LA Times Looks at Crystal Bridges

LA Times
October 14, 2012|By Christopher Reynolds, Los Angeles Times
BENTONVILLE, Ark. — To meet Gilbert Stuart's "George Washington," Norman Rockwell's "Rosie the Riveter," Andy Warhol's "Dolly Parton" and hundreds of other artworks less famous and more subtle, first fly to XNA.
That's right, Northwest Arkansas Regional Airport. Then drive 20 miles north, through farmland, forest and suburbs, to the home of the planet's largest retailer.
That's right, Bentonville. On Central Avenue, if it's autumn, you'll probably roll past 100-year-old houses under a dense canopy of fall colors. In the downtown square, you'll pass the storefront where Sam Walton's Wal-Mart empire was hatched as a five-and-dime in 1950.
Then the road dips into a woodsy ravine and a strange skeletal tree of gleaming silver rises from the grass. It's a sculpture by Roxy Paine, announcing your arrival at the shimmering, occasionally perplexing Crystal Bridges Museum of American Art.
Crystal Bridges, approaching its first birthday Nov. 11, is this country's wealthiest, most ambitious new art museum. Thanks to its arrival, a visitor to northwestern Arkansas now finds a fascinating jumble of heartland scenery, small-town sensibility, global commerce and American art, along with a measure of irony. After raising big-box stores around the world — and being blamed by many for the decline of Main Street commerce across America — Wal-Mart and its founding family have relaunched their hometown's downtown.
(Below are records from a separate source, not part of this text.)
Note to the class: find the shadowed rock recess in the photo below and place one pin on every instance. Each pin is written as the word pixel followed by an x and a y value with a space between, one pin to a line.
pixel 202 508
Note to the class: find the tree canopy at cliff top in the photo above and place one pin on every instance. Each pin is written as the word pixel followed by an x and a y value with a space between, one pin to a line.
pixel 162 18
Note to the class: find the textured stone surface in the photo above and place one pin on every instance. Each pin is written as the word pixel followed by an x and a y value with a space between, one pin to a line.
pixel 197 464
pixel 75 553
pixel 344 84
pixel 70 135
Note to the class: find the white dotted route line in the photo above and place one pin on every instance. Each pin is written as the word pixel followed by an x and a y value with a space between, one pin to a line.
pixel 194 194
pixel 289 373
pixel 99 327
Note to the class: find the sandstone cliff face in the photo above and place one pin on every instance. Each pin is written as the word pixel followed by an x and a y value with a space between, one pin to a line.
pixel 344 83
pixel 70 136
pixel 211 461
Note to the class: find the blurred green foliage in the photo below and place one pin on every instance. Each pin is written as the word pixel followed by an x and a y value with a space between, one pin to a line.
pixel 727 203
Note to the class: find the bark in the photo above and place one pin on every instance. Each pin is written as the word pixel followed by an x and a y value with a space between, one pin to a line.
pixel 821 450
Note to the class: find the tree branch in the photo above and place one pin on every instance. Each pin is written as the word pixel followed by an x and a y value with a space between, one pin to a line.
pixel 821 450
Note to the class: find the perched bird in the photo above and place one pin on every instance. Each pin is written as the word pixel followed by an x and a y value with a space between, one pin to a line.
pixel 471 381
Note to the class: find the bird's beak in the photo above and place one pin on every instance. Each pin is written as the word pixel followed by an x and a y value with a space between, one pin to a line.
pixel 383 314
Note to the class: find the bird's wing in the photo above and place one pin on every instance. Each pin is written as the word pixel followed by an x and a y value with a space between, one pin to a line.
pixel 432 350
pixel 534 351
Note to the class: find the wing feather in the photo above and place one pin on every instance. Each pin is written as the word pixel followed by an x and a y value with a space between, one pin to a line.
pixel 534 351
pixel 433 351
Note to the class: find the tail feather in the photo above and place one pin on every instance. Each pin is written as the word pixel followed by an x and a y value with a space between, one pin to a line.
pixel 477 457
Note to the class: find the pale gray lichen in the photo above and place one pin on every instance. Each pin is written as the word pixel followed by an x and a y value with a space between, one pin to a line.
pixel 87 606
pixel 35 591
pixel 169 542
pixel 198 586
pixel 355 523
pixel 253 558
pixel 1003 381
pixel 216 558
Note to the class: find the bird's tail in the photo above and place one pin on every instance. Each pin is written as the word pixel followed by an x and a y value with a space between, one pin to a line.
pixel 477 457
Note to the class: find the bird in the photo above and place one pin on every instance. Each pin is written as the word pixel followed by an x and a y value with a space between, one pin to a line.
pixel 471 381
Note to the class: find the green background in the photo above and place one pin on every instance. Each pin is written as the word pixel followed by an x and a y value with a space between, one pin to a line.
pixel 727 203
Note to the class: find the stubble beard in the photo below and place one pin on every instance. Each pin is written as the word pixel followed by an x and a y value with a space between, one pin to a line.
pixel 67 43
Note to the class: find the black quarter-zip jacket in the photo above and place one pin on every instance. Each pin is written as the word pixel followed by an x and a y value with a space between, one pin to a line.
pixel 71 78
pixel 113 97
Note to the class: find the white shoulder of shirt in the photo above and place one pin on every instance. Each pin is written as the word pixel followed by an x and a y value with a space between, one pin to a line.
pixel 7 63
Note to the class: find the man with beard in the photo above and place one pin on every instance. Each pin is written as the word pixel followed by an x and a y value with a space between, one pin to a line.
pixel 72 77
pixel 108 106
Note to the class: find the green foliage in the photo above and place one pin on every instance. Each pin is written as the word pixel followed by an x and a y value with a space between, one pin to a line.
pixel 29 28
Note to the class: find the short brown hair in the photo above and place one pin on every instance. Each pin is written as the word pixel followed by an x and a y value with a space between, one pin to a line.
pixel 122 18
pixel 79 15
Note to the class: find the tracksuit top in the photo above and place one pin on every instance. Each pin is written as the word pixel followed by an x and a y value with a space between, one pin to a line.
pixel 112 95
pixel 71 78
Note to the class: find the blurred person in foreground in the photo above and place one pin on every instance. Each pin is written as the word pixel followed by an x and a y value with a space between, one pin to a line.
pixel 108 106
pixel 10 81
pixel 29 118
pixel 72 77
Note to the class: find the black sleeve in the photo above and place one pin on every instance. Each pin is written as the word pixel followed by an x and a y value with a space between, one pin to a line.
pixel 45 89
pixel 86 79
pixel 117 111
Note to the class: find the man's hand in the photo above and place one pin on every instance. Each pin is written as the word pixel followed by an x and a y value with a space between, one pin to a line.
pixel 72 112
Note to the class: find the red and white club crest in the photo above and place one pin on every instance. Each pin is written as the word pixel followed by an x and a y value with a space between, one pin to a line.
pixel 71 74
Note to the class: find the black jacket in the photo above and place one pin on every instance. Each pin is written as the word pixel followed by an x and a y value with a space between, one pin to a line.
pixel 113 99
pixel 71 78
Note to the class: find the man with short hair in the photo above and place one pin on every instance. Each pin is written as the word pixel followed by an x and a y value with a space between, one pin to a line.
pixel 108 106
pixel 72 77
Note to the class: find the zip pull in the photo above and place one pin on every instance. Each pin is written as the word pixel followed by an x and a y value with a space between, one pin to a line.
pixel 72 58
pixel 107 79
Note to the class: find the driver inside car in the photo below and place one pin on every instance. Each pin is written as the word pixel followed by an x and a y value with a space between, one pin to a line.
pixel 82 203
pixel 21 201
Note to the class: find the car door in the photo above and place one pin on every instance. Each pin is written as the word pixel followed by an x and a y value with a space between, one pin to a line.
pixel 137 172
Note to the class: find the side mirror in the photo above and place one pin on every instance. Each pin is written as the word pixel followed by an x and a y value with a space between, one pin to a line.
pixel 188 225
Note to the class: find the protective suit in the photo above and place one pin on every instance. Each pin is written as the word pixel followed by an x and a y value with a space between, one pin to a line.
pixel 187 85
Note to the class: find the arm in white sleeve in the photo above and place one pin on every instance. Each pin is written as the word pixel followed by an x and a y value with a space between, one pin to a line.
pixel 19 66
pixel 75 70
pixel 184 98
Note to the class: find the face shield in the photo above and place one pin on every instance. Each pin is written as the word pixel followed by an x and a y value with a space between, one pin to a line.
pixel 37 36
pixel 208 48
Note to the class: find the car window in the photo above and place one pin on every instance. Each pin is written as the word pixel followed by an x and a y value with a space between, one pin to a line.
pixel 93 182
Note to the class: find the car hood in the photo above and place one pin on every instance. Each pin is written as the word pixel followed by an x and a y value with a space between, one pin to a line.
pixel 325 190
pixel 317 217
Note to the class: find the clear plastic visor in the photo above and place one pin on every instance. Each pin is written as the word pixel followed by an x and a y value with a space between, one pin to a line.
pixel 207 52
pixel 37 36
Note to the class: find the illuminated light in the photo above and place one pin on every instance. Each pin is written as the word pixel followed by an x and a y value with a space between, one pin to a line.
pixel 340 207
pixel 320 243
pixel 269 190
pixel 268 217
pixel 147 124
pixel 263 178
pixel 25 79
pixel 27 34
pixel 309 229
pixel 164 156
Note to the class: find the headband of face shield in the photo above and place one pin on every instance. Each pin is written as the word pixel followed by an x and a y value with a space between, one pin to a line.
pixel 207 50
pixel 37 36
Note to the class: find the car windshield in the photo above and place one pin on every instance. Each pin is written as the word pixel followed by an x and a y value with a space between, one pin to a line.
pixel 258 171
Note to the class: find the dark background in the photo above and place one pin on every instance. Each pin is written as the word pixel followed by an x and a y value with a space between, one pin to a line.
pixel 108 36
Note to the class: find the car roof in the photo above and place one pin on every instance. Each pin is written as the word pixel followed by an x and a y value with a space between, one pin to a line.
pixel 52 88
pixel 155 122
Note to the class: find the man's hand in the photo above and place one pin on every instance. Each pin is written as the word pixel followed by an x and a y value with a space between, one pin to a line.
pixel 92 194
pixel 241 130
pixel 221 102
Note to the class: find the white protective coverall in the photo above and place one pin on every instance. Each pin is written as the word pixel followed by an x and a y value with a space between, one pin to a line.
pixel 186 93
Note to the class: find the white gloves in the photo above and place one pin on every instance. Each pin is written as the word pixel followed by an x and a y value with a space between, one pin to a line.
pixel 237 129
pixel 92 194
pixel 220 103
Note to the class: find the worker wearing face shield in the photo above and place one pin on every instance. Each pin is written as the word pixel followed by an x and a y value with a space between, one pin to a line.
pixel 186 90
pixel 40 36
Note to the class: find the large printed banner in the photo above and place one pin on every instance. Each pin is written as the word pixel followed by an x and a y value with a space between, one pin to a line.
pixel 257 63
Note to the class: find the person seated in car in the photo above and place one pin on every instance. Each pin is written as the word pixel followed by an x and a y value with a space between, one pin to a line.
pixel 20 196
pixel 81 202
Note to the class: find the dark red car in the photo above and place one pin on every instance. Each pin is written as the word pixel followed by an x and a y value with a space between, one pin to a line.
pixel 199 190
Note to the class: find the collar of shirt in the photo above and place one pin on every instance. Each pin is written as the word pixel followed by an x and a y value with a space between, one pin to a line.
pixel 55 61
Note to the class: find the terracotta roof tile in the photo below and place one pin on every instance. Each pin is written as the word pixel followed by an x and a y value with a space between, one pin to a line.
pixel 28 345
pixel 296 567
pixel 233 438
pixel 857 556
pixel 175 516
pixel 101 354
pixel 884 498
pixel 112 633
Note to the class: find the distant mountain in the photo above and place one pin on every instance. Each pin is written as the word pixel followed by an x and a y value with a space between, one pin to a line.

You might not guess this from the Wal-Mart home office on Southwest 8th Street, which shows all the ostentation and assertiveness of a suburban DMV office. But at least seven restaurants and a handful of food trucks have opened around the city's central square in the last two years, and last year Wal-Mart spiffed up its visitor center here. An ambitiously artsy lodging, the 21c Museum Hotel, is due to open early next year. At the recently expanded Phat Tire Bike Shop in the old Hotel Massey building, you can rent a hybrid bike for two hours for $18.
"You've got a little pond, that being Bentonville, that already has a giant alligator lurking in it, that being Wal-Mart," says Dayton Castleman, an artist, educator and bicycle shop salesman who moved here from Chicago during the summer. "And the museum is like dropping a 4-ton boulder in the middle of that pond. Kaboom!
"I think people are going to be studying what happens in Bentonville right now for years to come."
I started with the downtown square: stately courthouse, immaculate flowering plants and a statue honoring James H. Berry, a Confederate officer who became Arkansas' governor in the 1880s. On Saturdays, there's a farmers market, and on some Friday nights, there are acoustic jam sessions.
Not long ago, Crystal Bridges museum director Don Bacigalupi likes to recall, his 6-year-old son pulled out his violin and joined the jammers.
"It's an amazing experience," Bacigalupi told me, "to be part of that indigenous culture even as all of this new culture is arriving."
Good food too. I had excellent organic greens and ravioli at Tavola Trattoria; good guajillo salmon salad at Table Mesa Bistro; a restorative cup of iced coffee at the Pressroom; and a tangy BLT tartine (applewood-smoked pork belly with tomato chutney and arugula) at Tusk & Trotter. None of those restaurants existed five years ago.